Incidentally some earlier matches dating back to 1832 were played by “Manchester" (the forerunner of the Lancashire county team) against both Sheffield and Yorkshire at a ground on Moss Lane which became the site of St Mary's church, Hulme

South West Manchester could well be mistaken for not only the South Manchester club which played on Burton Road ,Withington but also South East Manchester whose ground was on Anson Road, Rusholme (not far from Chorlton/Chorlton-on-Medlock's ground on Upper Brook St---.further muddying the waters).

Both clubs were formed in the early 1880's S-W. M. C .C . in 1882 and  the board outside their old ground (sadly no longer used for cricket) states that C-c-H.C.C. were formed in 1885.

The origins of this club go further back, however as it was reported in "The Manchester Times", dated May 31 1884, that a Mr. William Buckley was sentenced at the Salford sessions to 15 months imprisonment and 1 years police supervision for breaking into the Chorlton-cum-Hardy cricket club's hut and stealing a quantity of cricket balls.

Again both clubs appear to have fielded quite successful teams in the late Victorian era.
"Chorlton----"s record for the 1890 season was won 13, drew 3, and lost only 1 whilst, in the 1893 campaign even more impressively "South West" won 15, drew 4, and lost just the 1 match

In common with virtually every other sports club in the land each of Chorlton's cricket sides suffered tragic losses during World War 1.

Below are just two examples.

South West's secretary Frederick William Barker was mortally wounded on 29/30 August 1916 on the Somme  (probably during an attack on Delville Wood ) just 2 days after his promotion to Company Sergeant Major, "A" company 21st battalion Manchester Regiment -dying of his wounds on September 8 1916.

Lt. John Clarke of Hartington Road, a stalwart of the Chorlton-cum- Hardy team, was invalided home after being wounded on the western front 24th May 1918.

During the middle part of the last century significant developments took place Hardy Lane not only hosted some of the first official Lancashire Women’s cricket matches; against a Yorkshire XI on 15th. July 1933 and Middlesex 2 years later in May 1935 but also developed a multi-sport use of the ground with Tennis and Lacrosse sections of the club. The lacrosse team re-located to Timperly Cricket Club in 1970
This multi-use had not always been the clubs policy,however, as back in 1898 they had "evicted" Chorlton-cum-Hardy Hockey Club from their ground, causing that club to disband.

South West Manchester's score box and dressing rooms
South West 's ground is now on Ellesmere Road ,however some early reports indicate an entrance on Egerton Road  -- but the existence of a "Chorlton Congregational Cricket Club" whose pavillion , on this road ,was broken into ( and sporting equipment stolen) during February 1905 makes this a matter for conjecture .

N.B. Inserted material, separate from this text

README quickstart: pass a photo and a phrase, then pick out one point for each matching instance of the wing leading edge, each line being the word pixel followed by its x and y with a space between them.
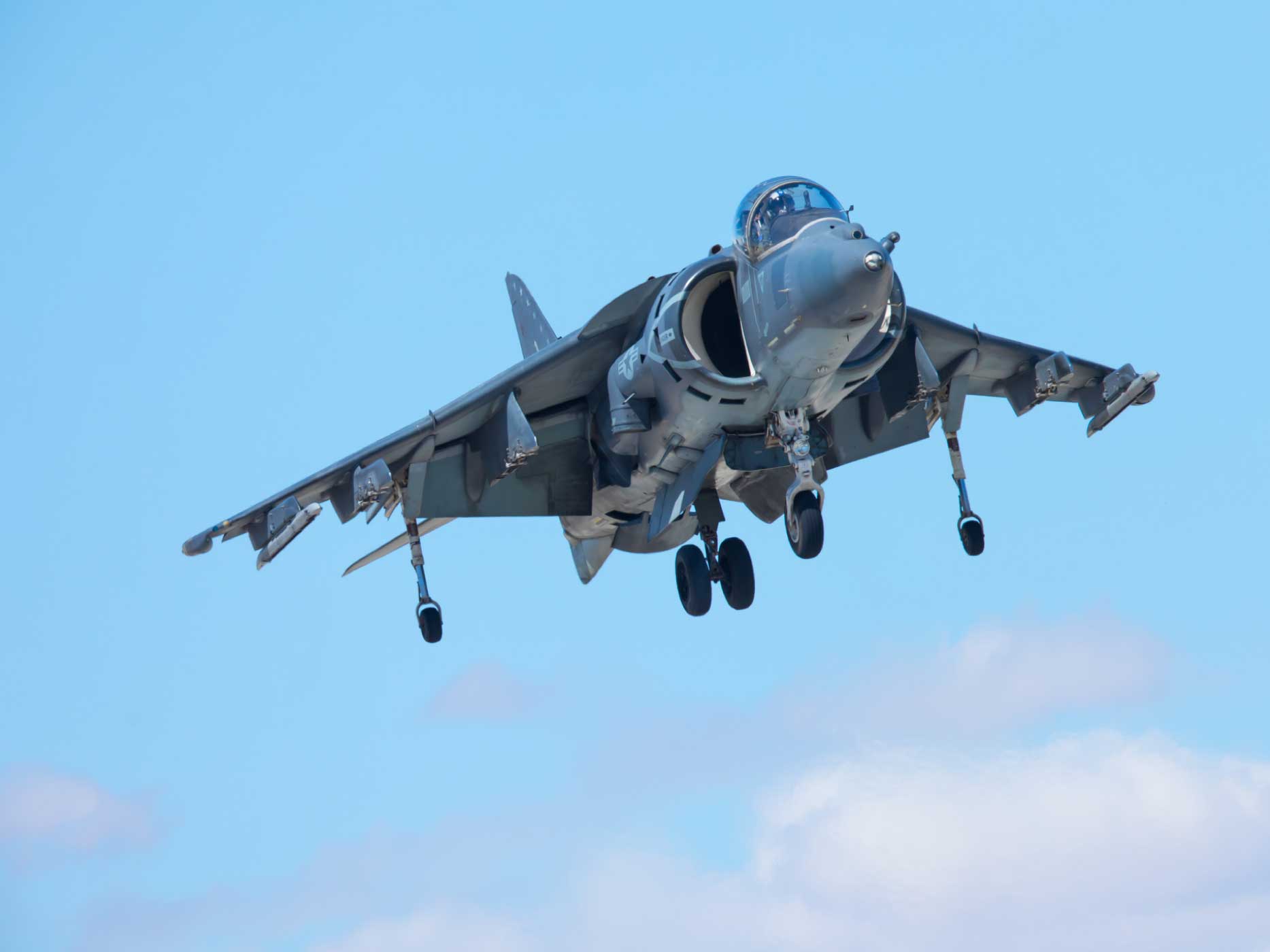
pixel 372 479
pixel 1026 375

The land it occupies was once part of Hobson Hall farm and according to John M.Lloyd  " ----- South West Manchester  Cricket Club now occupies the site-----" of the hall.

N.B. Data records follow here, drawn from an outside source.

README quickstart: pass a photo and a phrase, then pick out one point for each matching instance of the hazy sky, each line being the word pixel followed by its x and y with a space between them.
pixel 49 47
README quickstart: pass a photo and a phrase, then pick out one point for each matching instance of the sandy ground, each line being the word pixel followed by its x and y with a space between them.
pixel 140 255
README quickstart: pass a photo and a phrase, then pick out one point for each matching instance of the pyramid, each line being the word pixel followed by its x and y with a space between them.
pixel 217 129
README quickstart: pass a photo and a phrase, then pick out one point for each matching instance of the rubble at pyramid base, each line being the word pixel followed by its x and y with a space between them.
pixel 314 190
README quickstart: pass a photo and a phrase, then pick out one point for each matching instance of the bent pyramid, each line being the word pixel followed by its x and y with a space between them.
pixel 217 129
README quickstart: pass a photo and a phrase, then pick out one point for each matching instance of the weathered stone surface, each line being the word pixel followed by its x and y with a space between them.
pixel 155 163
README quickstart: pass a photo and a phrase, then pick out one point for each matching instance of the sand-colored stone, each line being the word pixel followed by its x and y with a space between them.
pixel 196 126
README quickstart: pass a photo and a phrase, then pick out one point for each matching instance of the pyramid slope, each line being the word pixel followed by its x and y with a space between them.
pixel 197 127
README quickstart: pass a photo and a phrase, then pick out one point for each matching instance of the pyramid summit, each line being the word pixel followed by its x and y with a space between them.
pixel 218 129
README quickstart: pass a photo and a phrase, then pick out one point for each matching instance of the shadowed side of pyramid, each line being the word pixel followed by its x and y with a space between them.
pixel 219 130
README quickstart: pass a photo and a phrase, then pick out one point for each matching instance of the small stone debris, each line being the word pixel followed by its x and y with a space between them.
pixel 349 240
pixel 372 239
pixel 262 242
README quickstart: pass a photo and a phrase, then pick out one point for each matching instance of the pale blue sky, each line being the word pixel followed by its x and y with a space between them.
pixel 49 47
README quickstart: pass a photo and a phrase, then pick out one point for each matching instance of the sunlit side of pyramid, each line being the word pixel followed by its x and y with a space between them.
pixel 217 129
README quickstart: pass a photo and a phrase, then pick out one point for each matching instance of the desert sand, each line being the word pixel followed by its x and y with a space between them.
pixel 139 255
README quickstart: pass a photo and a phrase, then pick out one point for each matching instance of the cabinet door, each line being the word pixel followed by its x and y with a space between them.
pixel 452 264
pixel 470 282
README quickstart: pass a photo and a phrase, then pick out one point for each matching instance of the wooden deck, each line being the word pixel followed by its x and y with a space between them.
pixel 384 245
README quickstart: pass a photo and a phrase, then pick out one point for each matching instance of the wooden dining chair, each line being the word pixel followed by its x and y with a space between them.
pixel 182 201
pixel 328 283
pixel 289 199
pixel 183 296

Other uses had been made of this open area from time to time ,notably a Whitsuntide gathering of Moss Side Unitarians on 19th May 1893 and "Volunteer shooting" practice on  2cnd October 1905.

The parent cricket club like the Hardy Lane one developed another sporting use of the site but here it took the form of a thriving Bowling section and the provision of snooker tables.
The post World War 2 history of these two venues  also includes some very interesting changes and events ; perhaps to be written up another time.

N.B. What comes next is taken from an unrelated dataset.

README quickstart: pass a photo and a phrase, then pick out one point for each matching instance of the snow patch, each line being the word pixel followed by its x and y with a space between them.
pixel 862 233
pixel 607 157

Finally ,and completely unrelated, but showing how one historical enquiry can so easily lead on to another  I uncovered this fact whilst looking for background on Hobson Hall. In the 1861 census one of the labourers on the farm was Henry Hayson who was to give evidence against the Habron brothers  in the P.C.Cock murder trial

© Tony Goulding, 2015

Picture; courtesy of Tony Goulding

1 comment:

  1. I lived at 29 Ellesmere Road from 1946 until 1956 . It had been unoccupied during the war when the owners went to live in Canada. Dad died in 1963, Mum stayed on for a few years . I believe it was bought by the owners of No 31 who developed the 2 properties as apartments.
    As children - myself and my younger brother and sister spent many happy hours not only watching the matches but enjoying games in the then untended grounds.
    One of my treasured possessions is my autograph book signed by some of the famous players who took part in Benefit Matches.. Happy Days!